Gan To Kagaku Ryoho. 2017 Mar;44(3):243-246.
Pulmonary tumor thrombotic microangiopathy(PTTM)caused by pulmonary artery microscopic tumor emboli and fibrocellular and/or fibromuscular proliferation leads to progressive pulmonary hypertension and respiratory failure.The prognosis is extremely poor and most patients die shortly after onset.We report a patient with Stage IV breast cancer and long-term survival who developed PTTM during chemotherapy treatment.A 63-year-old woman with multiple metastases in her cerebellum, bone, lung, and lymph node after left breast conserving surgery started to experience dyspnea and malaise 7 years after the surgery.Two months later, she was urgently admitted to hospital because of respiratory failure and was diagnosed with pulmonary hypertension.However, pulmonary thrombosis and tumor thrombus were not observed.We clinically diagnosed her with PTTM and administered chemotherapy in addition to treatment for pulmonary hypertension.Her medical condition improved gradually and she survived for the subsequent 2 years.When observing progressive hypoxia and pulmonary hypertension without obvious pulmonary embolism findings on imaging, PTTM should be considered.Early diagnosis and immediate induction of chemotherapy for primary disease can improve the survival of patients with PTTM.

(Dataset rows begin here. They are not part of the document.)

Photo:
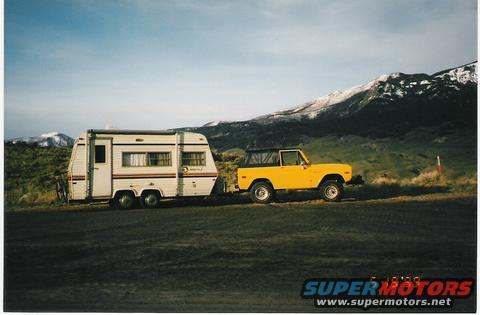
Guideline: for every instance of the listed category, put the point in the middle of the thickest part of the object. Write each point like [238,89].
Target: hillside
[389,106]
[51,139]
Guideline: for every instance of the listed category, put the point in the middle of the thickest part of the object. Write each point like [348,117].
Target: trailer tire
[124,200]
[262,192]
[150,199]
[331,190]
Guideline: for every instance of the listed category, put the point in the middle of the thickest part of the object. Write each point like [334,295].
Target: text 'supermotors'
[120,165]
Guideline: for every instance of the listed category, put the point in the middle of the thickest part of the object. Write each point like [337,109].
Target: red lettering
[435,288]
[405,288]
[420,286]
[450,288]
[387,288]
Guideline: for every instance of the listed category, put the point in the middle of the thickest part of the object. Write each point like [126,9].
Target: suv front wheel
[262,192]
[331,190]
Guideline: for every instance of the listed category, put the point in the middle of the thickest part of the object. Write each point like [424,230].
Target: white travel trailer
[122,165]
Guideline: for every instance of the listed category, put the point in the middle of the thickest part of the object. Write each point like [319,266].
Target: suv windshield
[292,158]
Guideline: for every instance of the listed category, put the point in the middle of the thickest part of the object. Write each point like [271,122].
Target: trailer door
[101,168]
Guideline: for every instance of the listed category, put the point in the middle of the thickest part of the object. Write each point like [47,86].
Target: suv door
[294,172]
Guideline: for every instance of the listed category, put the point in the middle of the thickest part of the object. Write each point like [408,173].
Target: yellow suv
[265,171]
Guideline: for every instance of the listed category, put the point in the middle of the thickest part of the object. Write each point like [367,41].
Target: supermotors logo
[365,293]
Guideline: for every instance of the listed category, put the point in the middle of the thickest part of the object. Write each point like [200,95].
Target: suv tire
[262,192]
[331,190]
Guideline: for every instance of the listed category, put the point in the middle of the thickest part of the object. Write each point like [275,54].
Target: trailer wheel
[331,190]
[150,199]
[262,192]
[124,200]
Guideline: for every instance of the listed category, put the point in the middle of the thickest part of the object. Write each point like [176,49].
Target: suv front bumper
[356,180]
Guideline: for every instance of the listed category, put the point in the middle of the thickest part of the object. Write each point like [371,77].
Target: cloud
[163,64]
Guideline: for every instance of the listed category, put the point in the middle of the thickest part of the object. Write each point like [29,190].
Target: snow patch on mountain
[50,139]
[386,87]
[215,123]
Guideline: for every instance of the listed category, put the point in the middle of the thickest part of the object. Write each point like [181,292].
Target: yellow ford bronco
[265,171]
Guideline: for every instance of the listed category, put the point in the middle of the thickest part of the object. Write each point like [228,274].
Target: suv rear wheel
[331,190]
[262,192]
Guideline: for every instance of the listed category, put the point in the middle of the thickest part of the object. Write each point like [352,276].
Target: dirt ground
[197,257]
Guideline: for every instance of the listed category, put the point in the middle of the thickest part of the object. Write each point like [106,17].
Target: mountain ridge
[49,139]
[388,106]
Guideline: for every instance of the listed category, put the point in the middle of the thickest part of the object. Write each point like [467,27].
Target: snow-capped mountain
[384,89]
[214,123]
[389,106]
[51,139]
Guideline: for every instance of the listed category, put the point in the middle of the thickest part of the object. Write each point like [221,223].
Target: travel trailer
[123,166]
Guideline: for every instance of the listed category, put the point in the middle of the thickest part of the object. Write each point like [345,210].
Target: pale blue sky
[77,64]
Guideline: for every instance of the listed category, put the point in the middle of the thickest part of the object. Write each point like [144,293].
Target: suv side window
[291,158]
[262,158]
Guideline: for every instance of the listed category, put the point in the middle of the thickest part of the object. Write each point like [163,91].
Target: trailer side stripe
[140,176]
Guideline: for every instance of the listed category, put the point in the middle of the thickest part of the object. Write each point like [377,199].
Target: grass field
[200,256]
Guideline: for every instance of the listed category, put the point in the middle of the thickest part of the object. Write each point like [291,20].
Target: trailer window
[134,159]
[146,159]
[159,159]
[99,154]
[193,159]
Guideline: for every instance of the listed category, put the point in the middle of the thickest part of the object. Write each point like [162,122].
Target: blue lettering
[310,288]
[340,287]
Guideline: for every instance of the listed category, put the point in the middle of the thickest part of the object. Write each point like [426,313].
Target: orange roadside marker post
[439,166]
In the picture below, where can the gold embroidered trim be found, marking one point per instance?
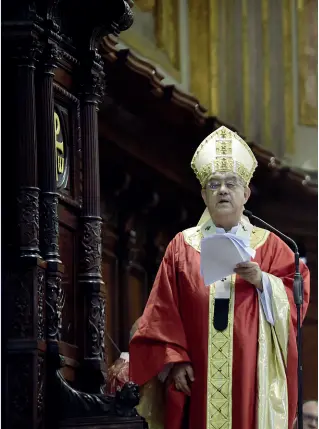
(223, 147)
(272, 360)
(220, 362)
(258, 237)
(237, 167)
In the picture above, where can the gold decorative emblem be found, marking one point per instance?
(60, 152)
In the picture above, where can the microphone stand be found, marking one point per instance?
(298, 298)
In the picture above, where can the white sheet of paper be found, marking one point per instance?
(220, 254)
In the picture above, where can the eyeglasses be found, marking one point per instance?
(310, 417)
(214, 185)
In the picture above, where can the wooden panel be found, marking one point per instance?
(310, 361)
(110, 278)
(68, 242)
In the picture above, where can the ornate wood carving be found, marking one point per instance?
(20, 382)
(91, 89)
(35, 297)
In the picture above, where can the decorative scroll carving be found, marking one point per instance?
(41, 298)
(27, 52)
(75, 403)
(21, 292)
(54, 305)
(28, 201)
(92, 86)
(49, 225)
(96, 327)
(126, 20)
(20, 391)
(91, 248)
(40, 391)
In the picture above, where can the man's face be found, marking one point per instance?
(225, 196)
(310, 415)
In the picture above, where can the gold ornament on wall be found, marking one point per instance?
(145, 5)
(307, 15)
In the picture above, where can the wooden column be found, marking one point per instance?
(90, 275)
(25, 285)
(49, 222)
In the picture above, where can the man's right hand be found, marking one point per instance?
(182, 374)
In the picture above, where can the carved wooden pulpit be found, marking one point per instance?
(53, 84)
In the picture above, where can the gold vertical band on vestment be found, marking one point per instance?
(266, 126)
(245, 50)
(288, 76)
(220, 364)
(213, 57)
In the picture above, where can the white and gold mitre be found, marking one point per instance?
(223, 151)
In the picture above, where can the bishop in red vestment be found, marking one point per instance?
(193, 373)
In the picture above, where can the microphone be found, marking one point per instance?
(298, 298)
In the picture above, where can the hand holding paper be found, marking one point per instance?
(220, 253)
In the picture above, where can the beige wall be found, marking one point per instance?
(241, 61)
(305, 153)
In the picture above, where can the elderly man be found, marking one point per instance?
(227, 352)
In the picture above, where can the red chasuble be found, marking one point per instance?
(246, 376)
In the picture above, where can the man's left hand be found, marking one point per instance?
(251, 272)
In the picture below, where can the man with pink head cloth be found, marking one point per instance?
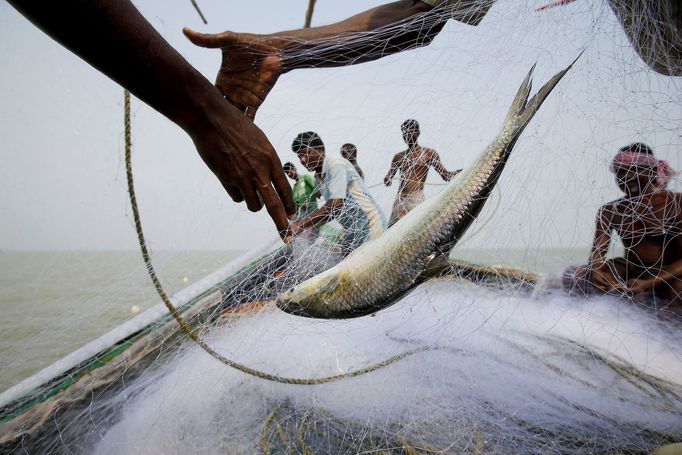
(648, 220)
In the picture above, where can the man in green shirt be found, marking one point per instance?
(305, 191)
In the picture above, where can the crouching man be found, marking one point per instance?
(648, 220)
(347, 198)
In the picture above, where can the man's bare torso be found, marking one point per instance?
(649, 226)
(414, 167)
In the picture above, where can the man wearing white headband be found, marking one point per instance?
(648, 220)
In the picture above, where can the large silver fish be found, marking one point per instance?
(382, 270)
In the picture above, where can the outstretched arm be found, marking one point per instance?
(395, 165)
(601, 276)
(113, 37)
(252, 63)
(446, 175)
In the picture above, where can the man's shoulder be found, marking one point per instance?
(399, 156)
(608, 209)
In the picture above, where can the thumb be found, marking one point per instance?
(203, 39)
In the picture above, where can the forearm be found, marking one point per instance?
(670, 272)
(366, 21)
(378, 32)
(115, 38)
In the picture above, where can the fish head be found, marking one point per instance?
(310, 297)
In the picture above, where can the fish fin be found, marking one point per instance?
(520, 100)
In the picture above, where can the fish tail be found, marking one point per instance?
(525, 113)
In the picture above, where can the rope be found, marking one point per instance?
(185, 327)
(396, 179)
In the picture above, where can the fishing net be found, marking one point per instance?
(491, 356)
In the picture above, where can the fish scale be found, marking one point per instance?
(382, 270)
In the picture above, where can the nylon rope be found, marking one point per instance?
(183, 324)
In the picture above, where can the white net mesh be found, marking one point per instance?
(504, 359)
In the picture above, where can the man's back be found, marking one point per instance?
(650, 227)
(414, 168)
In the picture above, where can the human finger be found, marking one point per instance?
(204, 39)
(273, 204)
(234, 192)
(284, 192)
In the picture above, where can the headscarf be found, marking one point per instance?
(629, 160)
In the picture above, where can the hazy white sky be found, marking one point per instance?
(63, 180)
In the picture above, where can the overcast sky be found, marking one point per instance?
(61, 128)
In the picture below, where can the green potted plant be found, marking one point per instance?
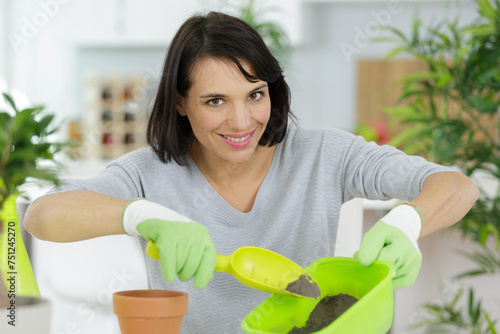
(24, 144)
(452, 113)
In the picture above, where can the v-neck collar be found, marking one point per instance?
(213, 195)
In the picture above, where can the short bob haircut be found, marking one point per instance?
(215, 35)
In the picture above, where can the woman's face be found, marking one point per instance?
(228, 113)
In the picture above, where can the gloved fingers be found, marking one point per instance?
(205, 272)
(391, 253)
(168, 257)
(192, 263)
(371, 246)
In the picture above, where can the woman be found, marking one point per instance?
(226, 170)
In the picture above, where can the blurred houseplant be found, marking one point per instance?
(24, 144)
(452, 113)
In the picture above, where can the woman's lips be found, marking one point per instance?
(238, 141)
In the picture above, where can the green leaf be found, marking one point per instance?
(9, 99)
(394, 52)
(483, 30)
(487, 10)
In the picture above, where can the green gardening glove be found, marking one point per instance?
(394, 239)
(186, 248)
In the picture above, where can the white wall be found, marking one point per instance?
(3, 45)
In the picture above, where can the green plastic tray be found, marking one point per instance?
(373, 313)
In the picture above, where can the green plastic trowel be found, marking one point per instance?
(262, 269)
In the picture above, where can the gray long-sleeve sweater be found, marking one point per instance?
(295, 213)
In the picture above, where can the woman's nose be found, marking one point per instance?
(239, 118)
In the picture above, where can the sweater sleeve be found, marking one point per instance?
(383, 172)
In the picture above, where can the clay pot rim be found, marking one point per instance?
(150, 303)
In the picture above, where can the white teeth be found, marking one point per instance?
(237, 140)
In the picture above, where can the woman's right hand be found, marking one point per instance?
(186, 248)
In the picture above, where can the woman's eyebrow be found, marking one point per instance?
(217, 95)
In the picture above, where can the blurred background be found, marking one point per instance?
(95, 65)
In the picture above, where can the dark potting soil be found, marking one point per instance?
(327, 310)
(304, 286)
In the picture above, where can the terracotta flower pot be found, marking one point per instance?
(150, 311)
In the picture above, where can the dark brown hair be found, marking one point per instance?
(214, 35)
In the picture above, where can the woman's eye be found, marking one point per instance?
(255, 96)
(215, 102)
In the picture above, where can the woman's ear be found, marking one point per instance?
(180, 104)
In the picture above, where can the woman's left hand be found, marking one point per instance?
(394, 239)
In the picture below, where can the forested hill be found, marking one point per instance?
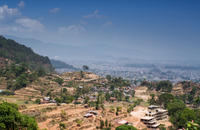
(21, 54)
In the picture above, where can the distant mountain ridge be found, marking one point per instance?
(57, 64)
(21, 54)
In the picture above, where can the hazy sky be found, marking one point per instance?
(141, 29)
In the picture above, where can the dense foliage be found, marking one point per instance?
(19, 53)
(179, 113)
(18, 76)
(11, 119)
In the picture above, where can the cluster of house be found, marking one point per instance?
(153, 115)
(90, 113)
(47, 100)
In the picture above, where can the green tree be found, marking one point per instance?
(10, 118)
(165, 98)
(85, 68)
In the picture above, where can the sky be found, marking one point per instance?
(151, 30)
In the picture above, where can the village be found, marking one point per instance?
(98, 104)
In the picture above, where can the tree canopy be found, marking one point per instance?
(10, 118)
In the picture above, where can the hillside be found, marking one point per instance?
(9, 49)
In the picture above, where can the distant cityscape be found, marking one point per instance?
(150, 72)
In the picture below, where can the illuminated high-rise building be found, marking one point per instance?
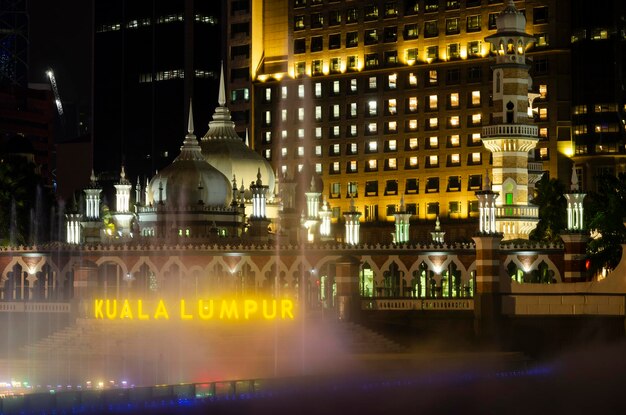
(388, 98)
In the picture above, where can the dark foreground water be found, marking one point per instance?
(586, 381)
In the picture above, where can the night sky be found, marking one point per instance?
(60, 38)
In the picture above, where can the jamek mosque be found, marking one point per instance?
(218, 222)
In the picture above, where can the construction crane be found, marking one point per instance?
(55, 91)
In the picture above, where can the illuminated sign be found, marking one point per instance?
(202, 309)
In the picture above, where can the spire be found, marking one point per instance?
(221, 99)
(575, 187)
(190, 123)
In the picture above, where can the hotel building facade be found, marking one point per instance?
(387, 99)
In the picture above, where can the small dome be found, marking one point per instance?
(511, 20)
(190, 179)
(226, 151)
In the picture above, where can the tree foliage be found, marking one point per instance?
(24, 203)
(549, 197)
(605, 212)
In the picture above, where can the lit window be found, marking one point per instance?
(455, 140)
(432, 161)
(432, 102)
(432, 77)
(372, 106)
(454, 99)
(393, 79)
(475, 97)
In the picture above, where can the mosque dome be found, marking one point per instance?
(226, 151)
(190, 179)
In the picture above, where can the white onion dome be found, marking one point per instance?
(227, 152)
(511, 20)
(190, 179)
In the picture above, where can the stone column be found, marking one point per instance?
(347, 280)
(487, 293)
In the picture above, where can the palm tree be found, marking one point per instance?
(552, 210)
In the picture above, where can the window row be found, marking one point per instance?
(373, 188)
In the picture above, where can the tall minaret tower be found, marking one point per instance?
(511, 134)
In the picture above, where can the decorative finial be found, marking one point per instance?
(190, 123)
(575, 187)
(221, 99)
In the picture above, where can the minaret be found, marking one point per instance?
(575, 238)
(259, 223)
(402, 224)
(352, 224)
(91, 224)
(312, 219)
(487, 209)
(512, 134)
(123, 216)
(325, 218)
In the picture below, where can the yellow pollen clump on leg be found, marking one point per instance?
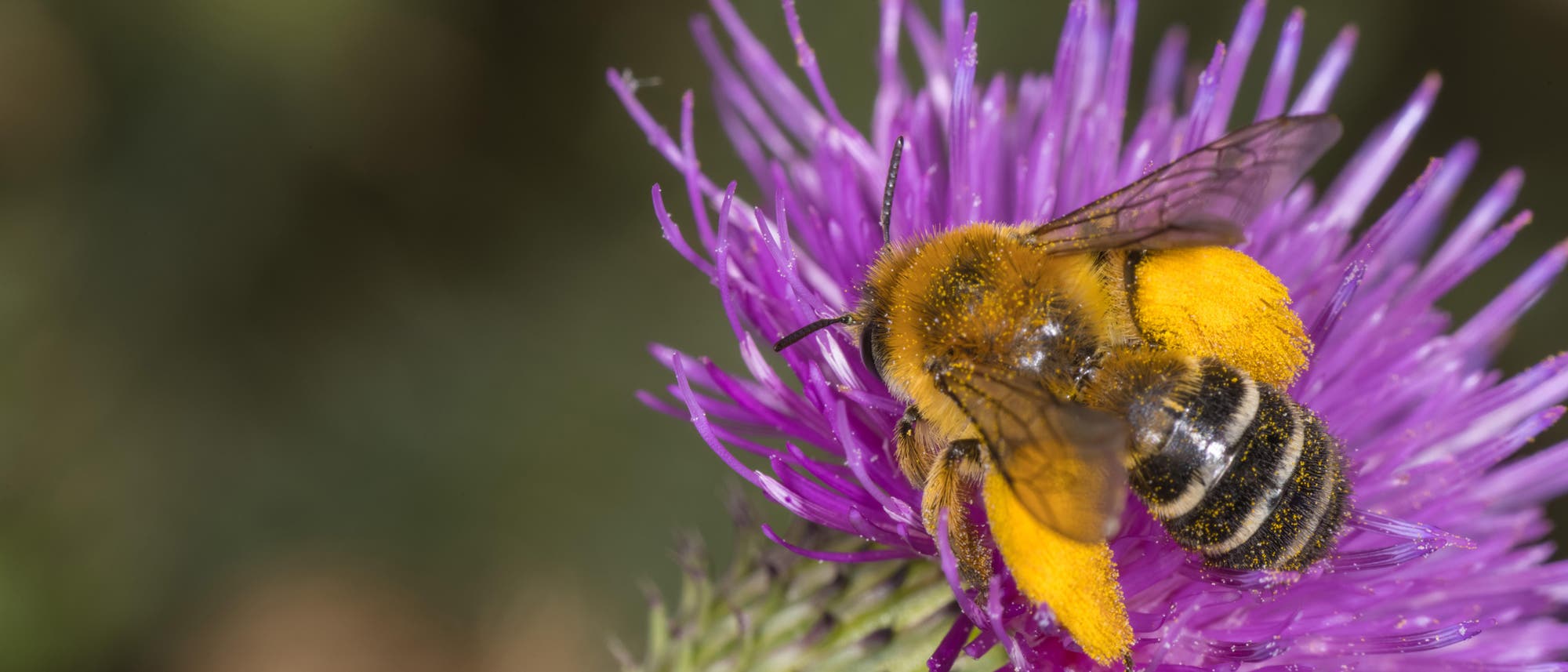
(1221, 303)
(1076, 579)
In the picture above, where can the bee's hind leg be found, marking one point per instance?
(915, 446)
(951, 485)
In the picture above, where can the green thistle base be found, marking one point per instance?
(775, 611)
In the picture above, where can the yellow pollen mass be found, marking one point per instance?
(1218, 302)
(1076, 579)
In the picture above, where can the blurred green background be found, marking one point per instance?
(327, 314)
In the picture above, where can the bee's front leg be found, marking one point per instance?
(951, 485)
(915, 446)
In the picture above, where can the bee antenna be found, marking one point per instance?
(893, 180)
(796, 336)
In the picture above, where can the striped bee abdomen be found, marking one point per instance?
(1235, 468)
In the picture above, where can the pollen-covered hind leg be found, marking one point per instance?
(915, 448)
(951, 485)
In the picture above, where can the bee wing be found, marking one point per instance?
(1202, 198)
(1064, 462)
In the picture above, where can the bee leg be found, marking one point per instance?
(915, 448)
(951, 485)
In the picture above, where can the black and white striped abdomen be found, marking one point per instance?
(1238, 471)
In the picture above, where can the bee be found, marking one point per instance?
(1053, 366)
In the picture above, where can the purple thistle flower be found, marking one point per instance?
(1442, 564)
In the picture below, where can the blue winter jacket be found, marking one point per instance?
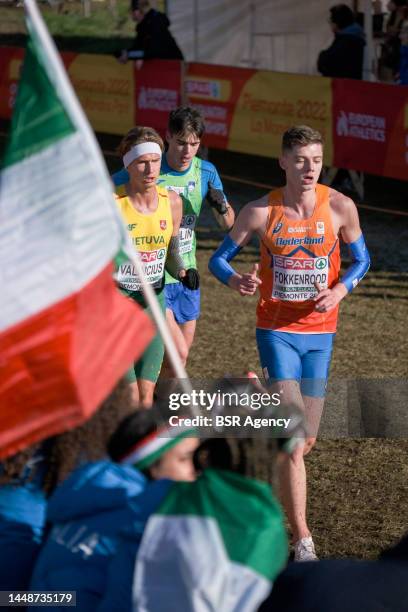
(22, 518)
(86, 514)
(119, 584)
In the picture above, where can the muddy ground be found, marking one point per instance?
(358, 487)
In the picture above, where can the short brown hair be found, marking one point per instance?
(300, 135)
(186, 120)
(138, 135)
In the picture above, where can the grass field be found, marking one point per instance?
(103, 32)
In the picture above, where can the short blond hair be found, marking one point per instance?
(137, 135)
(300, 135)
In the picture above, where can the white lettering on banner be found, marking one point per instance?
(361, 126)
(186, 233)
(205, 89)
(294, 278)
(153, 268)
(157, 99)
(176, 189)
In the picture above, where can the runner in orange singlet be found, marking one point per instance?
(300, 290)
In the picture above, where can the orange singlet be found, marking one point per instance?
(295, 255)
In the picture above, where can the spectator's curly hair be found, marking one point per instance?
(251, 457)
(87, 442)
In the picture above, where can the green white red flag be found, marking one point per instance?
(66, 333)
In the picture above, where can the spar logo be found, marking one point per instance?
(304, 263)
(361, 126)
(203, 89)
(321, 263)
(149, 256)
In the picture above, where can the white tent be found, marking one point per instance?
(283, 35)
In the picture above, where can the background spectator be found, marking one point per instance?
(153, 37)
(390, 52)
(403, 67)
(344, 57)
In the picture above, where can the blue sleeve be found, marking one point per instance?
(121, 177)
(210, 176)
(219, 261)
(360, 264)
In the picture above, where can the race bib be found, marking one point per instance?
(186, 233)
(153, 268)
(294, 278)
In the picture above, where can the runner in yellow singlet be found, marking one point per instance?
(152, 215)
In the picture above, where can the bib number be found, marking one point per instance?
(153, 268)
(294, 278)
(186, 233)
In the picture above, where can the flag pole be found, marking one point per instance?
(60, 79)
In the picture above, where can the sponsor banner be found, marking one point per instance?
(153, 268)
(11, 60)
(370, 127)
(105, 90)
(270, 102)
(104, 87)
(214, 90)
(157, 92)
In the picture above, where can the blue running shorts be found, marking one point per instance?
(183, 302)
(302, 357)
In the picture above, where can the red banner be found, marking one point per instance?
(370, 127)
(215, 90)
(158, 89)
(10, 65)
(365, 125)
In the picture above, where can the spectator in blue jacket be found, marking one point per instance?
(403, 67)
(344, 58)
(99, 500)
(335, 585)
(28, 478)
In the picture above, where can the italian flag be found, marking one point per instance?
(213, 545)
(66, 333)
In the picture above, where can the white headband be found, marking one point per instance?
(139, 150)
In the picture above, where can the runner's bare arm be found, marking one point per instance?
(252, 219)
(174, 261)
(222, 210)
(176, 204)
(226, 220)
(347, 221)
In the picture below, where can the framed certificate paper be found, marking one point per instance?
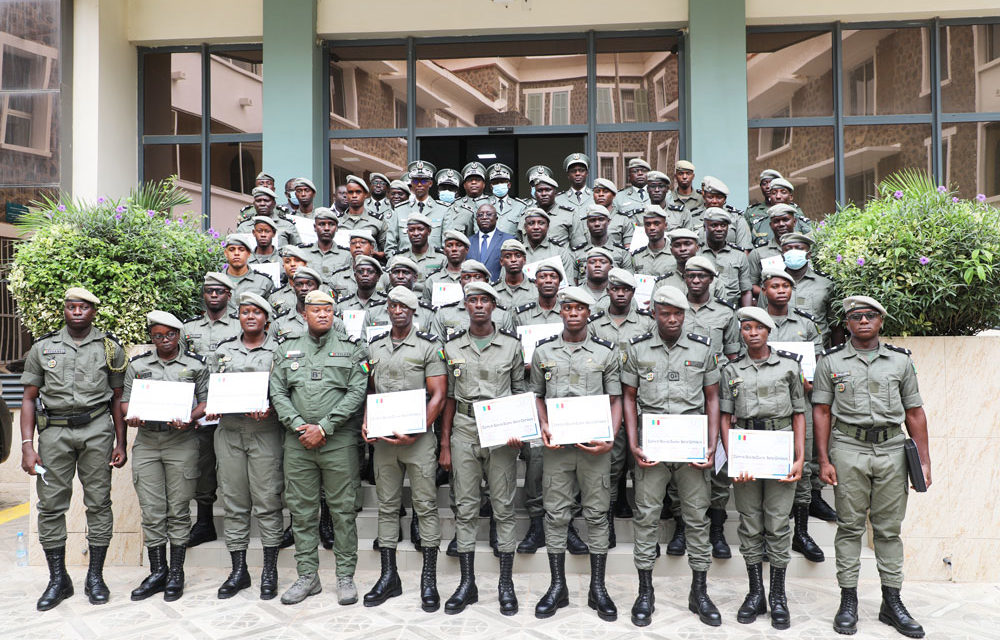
(403, 412)
(504, 418)
(579, 419)
(237, 392)
(675, 438)
(160, 400)
(762, 454)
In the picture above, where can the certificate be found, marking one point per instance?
(404, 412)
(501, 419)
(160, 400)
(805, 349)
(579, 419)
(270, 269)
(237, 392)
(762, 454)
(675, 438)
(530, 334)
(443, 293)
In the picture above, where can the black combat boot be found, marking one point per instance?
(60, 586)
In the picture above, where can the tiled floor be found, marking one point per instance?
(947, 611)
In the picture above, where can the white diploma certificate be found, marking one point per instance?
(579, 419)
(501, 419)
(161, 401)
(762, 454)
(530, 334)
(675, 438)
(445, 293)
(805, 349)
(403, 412)
(237, 392)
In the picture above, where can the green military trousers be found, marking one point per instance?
(419, 462)
(251, 481)
(66, 452)
(335, 469)
(694, 493)
(165, 474)
(565, 472)
(871, 484)
(469, 463)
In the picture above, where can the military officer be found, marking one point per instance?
(669, 371)
(317, 388)
(869, 387)
(762, 391)
(484, 363)
(165, 455)
(574, 363)
(402, 359)
(202, 335)
(72, 384)
(248, 447)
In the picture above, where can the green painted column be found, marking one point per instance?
(717, 93)
(293, 102)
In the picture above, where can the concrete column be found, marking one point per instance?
(294, 139)
(717, 93)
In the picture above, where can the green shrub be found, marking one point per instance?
(932, 259)
(131, 254)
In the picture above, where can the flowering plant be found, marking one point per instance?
(931, 258)
(130, 253)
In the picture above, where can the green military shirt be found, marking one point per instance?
(73, 377)
(762, 390)
(321, 381)
(561, 369)
(404, 365)
(203, 335)
(670, 379)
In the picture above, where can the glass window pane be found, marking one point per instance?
(368, 87)
(642, 73)
(171, 93)
(789, 74)
(804, 155)
(507, 84)
(886, 71)
(237, 91)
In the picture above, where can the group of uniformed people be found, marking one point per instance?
(667, 299)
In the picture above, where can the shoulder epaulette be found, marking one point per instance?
(893, 347)
(727, 303)
(827, 352)
(788, 354)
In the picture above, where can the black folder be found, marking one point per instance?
(913, 467)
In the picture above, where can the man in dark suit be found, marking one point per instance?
(485, 245)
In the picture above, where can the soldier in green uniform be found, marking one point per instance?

肺动脉微小肿瘤栓子以及纤维细胞和/或纤维肌肉增生所导致的肺肿瘤血栓性微血管病(PTTM),会引发进行性肺动脉高压和呼吸衰竭。其预后极差,大多数患者在发病后不久便会死亡。我们报告了一名IV期乳腺癌患者,该患者在化疗期间发生了PTTM,但仍长期存活。一名63岁女性在接受左乳保乳手术后,小脑、骨骼、肺部和淋巴结出现多处转移,术后7年开始出现呼吸困难和不适。两个月后,她因呼吸衰竭紧急入院,被诊断为肺动脉高压。然而,未观察到肺血栓形成和肿瘤血栓。我们临床诊断她患有PTTM,并在治疗肺动脉高压的同时给予化疗。她的病情逐渐好转,并在随后的2年里存活了下来。当在影像学上未发现明显肺栓塞表现却观察到进行性低氧血症和肺动脉高压时,应考虑PTTM。早期诊断并立即对原发疾病进行化疗诱导,可提高PTTM患者的生存率。